佐良が車に戻ると、皆口から連絡が入る。皆口は「今夜お時間頂けますか」とお願いした。佐良がこれを須賀に報告すると「断れたはずだ。マルタイと接触するのは異例だ」と咎める。しかし佐良は「皆口や宇田さんの周辺を伺う機会だ」と言って聞かなかった。その直後に能馬から連絡が入る。佐良が電話に出ると能馬は「失敗したら即刻腹をくくってもらう。殉職者を出した君は執行猶予中だ」と言って一方的に電話を切った。
佐良が宇田の監察中、佐良の視界を遮るように一台の車が停車した。それは情報屋佐々木の廃品回収車だった。そして佐々木は望遠レンズのついたカメラを宇田の方へ向ける。宇田が車を運転し始めるとその後に佐々木、佐良と続く。宇田の車は海釣り禁止の防波堤へとやって来た。佐良が車を降りるとカメラを構える佐々木の姿を発見する。カメラの先には釣りの支度をする宇田の姿があった。その時、皆口から佐良に電話がかかってくる。「まだ抜けられない」と佐良が話すと皆口は「誰かを行確中ですか?」と鋭い質問をする。そして皆口は「どうせこちらは暇なので待ちます」と答えた。
少ししてずっとカメラを構えていた佐々木が暗影に移動した。佐良は立ち小便をしている佐々木に「警察だ」と声をかける。「勘弁してくださいよ」と言う佐々木に佐良は皆口の名前を出すが、佐々木は中々口を割らない。佐々木に「バッチを見せろ」と言われて佐良は警察手帳を出した。佐良の名前を見た佐々木は「佐良…あんた斎藤さんの上にいた人だろ?」と言った。
宇田は夜釣りをしている。佐良は人気のない場所に佐々木を連れて行く。佐々木は、斎藤に使われていたと白状する。
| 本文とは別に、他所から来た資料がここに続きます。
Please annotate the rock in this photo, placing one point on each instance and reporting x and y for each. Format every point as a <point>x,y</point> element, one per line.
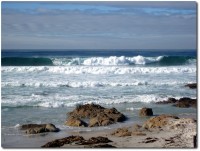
<point>51,128</point>
<point>101,119</point>
<point>138,133</point>
<point>121,132</point>
<point>73,121</point>
<point>170,100</point>
<point>63,141</point>
<point>191,85</point>
<point>180,123</point>
<point>115,115</point>
<point>36,130</point>
<point>158,121</point>
<point>146,112</point>
<point>86,111</point>
<point>39,128</point>
<point>136,127</point>
<point>78,140</point>
<point>97,115</point>
<point>182,102</point>
<point>95,140</point>
<point>28,126</point>
<point>186,102</point>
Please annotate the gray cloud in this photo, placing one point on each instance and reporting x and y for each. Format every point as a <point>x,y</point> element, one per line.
<point>64,29</point>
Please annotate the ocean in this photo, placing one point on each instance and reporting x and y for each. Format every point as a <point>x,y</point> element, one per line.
<point>41,86</point>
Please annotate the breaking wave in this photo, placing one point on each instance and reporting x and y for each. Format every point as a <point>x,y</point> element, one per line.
<point>98,61</point>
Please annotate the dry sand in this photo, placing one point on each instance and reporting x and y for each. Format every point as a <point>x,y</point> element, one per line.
<point>176,135</point>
足立北署の警備課に居た頃からの付き合いだという。「俺みたいなのにも対等にしてくれて、随分世話になった」佐々木は言う。そして皆口との出会いについて佐々木は「この夏、斎藤さんの命日で。明け方こっそり墓参りに行ったらもう一人で墓石の前に座っていた」と明かす。佐良は「あの人(宇田)を付けているのは皆口に依頼されてか?」「皆口はなぜ探っている?」と矢継ぎ早に問うが佐々木は答えない。「協力すれば皆口の倍払う」佐良の言葉に佐々木の表情が変わった。そして「俺はチンケな情報屋だよ。でも金だけで動くような人間じゃない」「斎藤さんへの恩返しのつもりで手伝っているだけだ」と苛立ちを露わにした。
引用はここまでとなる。